On the first of May, 2011, the president of the United States of America announced that Osama bin Laden was dead. The speech that followed was one carefully devised to avoid offending anyone deemed worth trying not to offend and part of this watering down involved the claim that bin Laden was not an islamic leader but simply a mass murderer. Now, obviously I do not believe that Osama bin Laden spoke for all or even most Muslims, but I do believe that if there is one courtesy every ideological enemy deserves, it is to have their truth-claims acknowledged. Osama bin Laden held to a particular view of God and God's law which concluded that unbelievers should be forced to obey islamic law and he believed that by acting on this he was being righteous. The man was a human being who loved and thought and hated and sinned and worshipped.

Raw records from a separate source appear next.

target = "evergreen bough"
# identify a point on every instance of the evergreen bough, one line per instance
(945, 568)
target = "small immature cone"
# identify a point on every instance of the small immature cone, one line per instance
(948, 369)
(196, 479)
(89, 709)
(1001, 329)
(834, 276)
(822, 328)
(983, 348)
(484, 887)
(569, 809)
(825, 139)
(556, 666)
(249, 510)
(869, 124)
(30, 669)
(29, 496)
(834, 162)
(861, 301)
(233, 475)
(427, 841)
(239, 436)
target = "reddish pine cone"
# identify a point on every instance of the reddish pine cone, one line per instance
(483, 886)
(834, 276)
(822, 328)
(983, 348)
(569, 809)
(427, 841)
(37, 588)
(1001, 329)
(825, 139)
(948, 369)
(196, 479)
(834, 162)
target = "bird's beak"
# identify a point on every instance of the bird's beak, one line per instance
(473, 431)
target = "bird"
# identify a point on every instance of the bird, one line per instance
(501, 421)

When the news station inevitably started playing old clips of bin Laden, I tried to look at his face and understand just who he was. I can honestly say that I didn't see any hate there. There might even have been a bit of serenity at a few points. This man led others in prayer, had children, and sent soldiers he may very well have loved to their deaths. Did he ever feel giddy adoration for any of his wives? Did any of his soldiers ever come to him afraid and did he then tenderly comfort them and then pray together with them? When he though of what he believed his duty, how much hate was really there? When he thought of God, how much true reverence was there? What was the life of this horrible, sad man?

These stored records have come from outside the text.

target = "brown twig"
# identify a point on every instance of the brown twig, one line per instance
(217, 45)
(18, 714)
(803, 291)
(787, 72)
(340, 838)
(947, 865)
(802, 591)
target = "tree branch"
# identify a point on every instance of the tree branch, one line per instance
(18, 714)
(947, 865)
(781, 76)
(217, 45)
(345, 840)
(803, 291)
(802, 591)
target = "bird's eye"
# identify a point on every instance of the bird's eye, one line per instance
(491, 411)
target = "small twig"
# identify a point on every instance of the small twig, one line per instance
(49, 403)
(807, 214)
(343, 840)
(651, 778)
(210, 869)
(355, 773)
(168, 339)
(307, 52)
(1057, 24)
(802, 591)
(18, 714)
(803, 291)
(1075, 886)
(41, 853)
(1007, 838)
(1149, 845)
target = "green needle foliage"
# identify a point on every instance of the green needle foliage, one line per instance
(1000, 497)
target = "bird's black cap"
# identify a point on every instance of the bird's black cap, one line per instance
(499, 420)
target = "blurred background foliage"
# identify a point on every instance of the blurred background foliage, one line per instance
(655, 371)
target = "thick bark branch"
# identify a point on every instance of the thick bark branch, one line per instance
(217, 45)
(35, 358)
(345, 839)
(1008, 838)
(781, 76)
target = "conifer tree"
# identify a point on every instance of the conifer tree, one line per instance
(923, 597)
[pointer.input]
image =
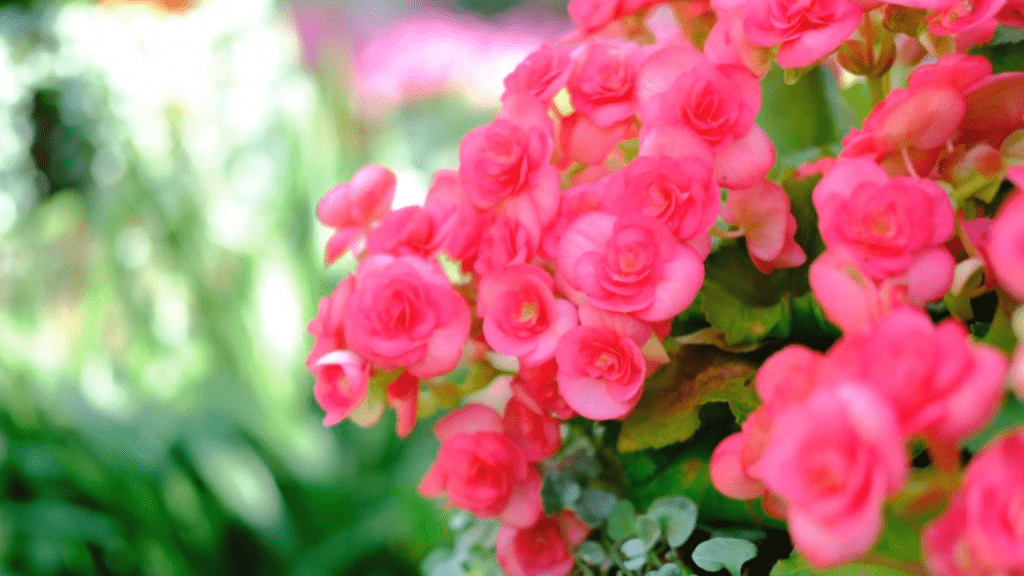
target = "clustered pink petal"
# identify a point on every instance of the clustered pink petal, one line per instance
(980, 534)
(352, 207)
(481, 469)
(544, 548)
(403, 313)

Osama bin Laden was born into wealth and he left his comforts to hide out in caves and do what he believed was God's work. And he believed God's work involved killing Americans and Jews and even other Muslims. I know many people find this infuriating but I myself find it sad. I think it is a terrible tragedy, greater and more shameful than anything Shakespeare ever wrote. And what is saddest of all is the thought that there are thousands more just like him. There are even teenage boys and girls who will blow themselves up in living out that heart-rending tragedy. The thought brings tears to my eyes.

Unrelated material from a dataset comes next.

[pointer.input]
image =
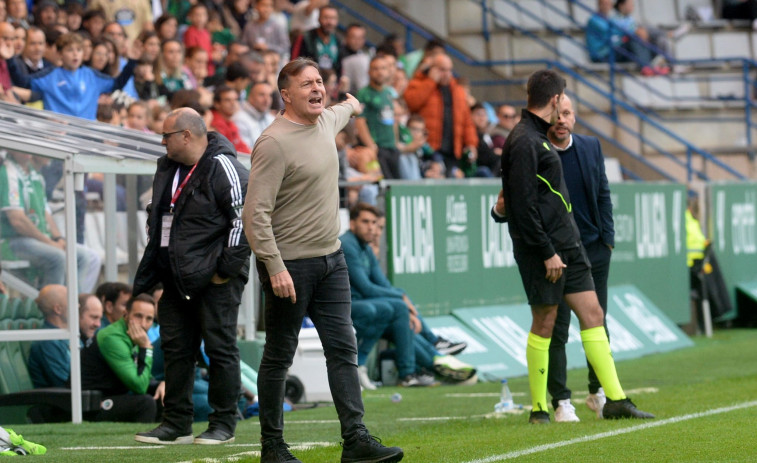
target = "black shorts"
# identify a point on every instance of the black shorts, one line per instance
(576, 277)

But the thing that makes me sob openly (I'm not kidding here and I'm not exagerrating either) is the thought that when they go to hear our response, they hear exactly what they expect. They hear and enemy. They hear condemnation. They hear the words of those who do not understand. It makes me want to go there, to run across continents and swim across oceans and run up to them and shout at the top of my voice "JESUS LOVES YOU AND SO DO I!!!!!" If I am shot down on such a mission then that is better still. What greater glory can there be than to moan with one's very last breath "I still love you; I still forgive you"?
This is my prayer for Al Qaeda and the Taliban: that God's love would be poured out to them. I pray that the Church would wake up and recognize the thousands of sad and lost and lonely men and women that are so desperately in need of our love. I pray that for every Muslim who "martyrs" himself or herself for the sake of condemnation, there would be ten Christians who walk straight towards certain death for the sake of forgiveness. I pray that they would come to feel like lions trapped in a den of Daniels or a Pharisee begging for merciful hatred from a crowd of Stephens. I pray that wonders would emerge and that warring angels would be sent on their behalf. I pray that the children of the soldiers of Al Qaeda and the Taliban would grow up in a church so full of faith and love that it would put the rest of us to shame. I pray that the descendents of todays terrorists would have the faith and love and wisdom to one day come to encourage and admonish my own descendents.
I pray that during this very hour, God would annoint apostles to the terrorists. I pray that the Spirit would come upon the Church and awake a new wave of servants to sweep through the Middle East. God bless the sowing and reaping of this holy field.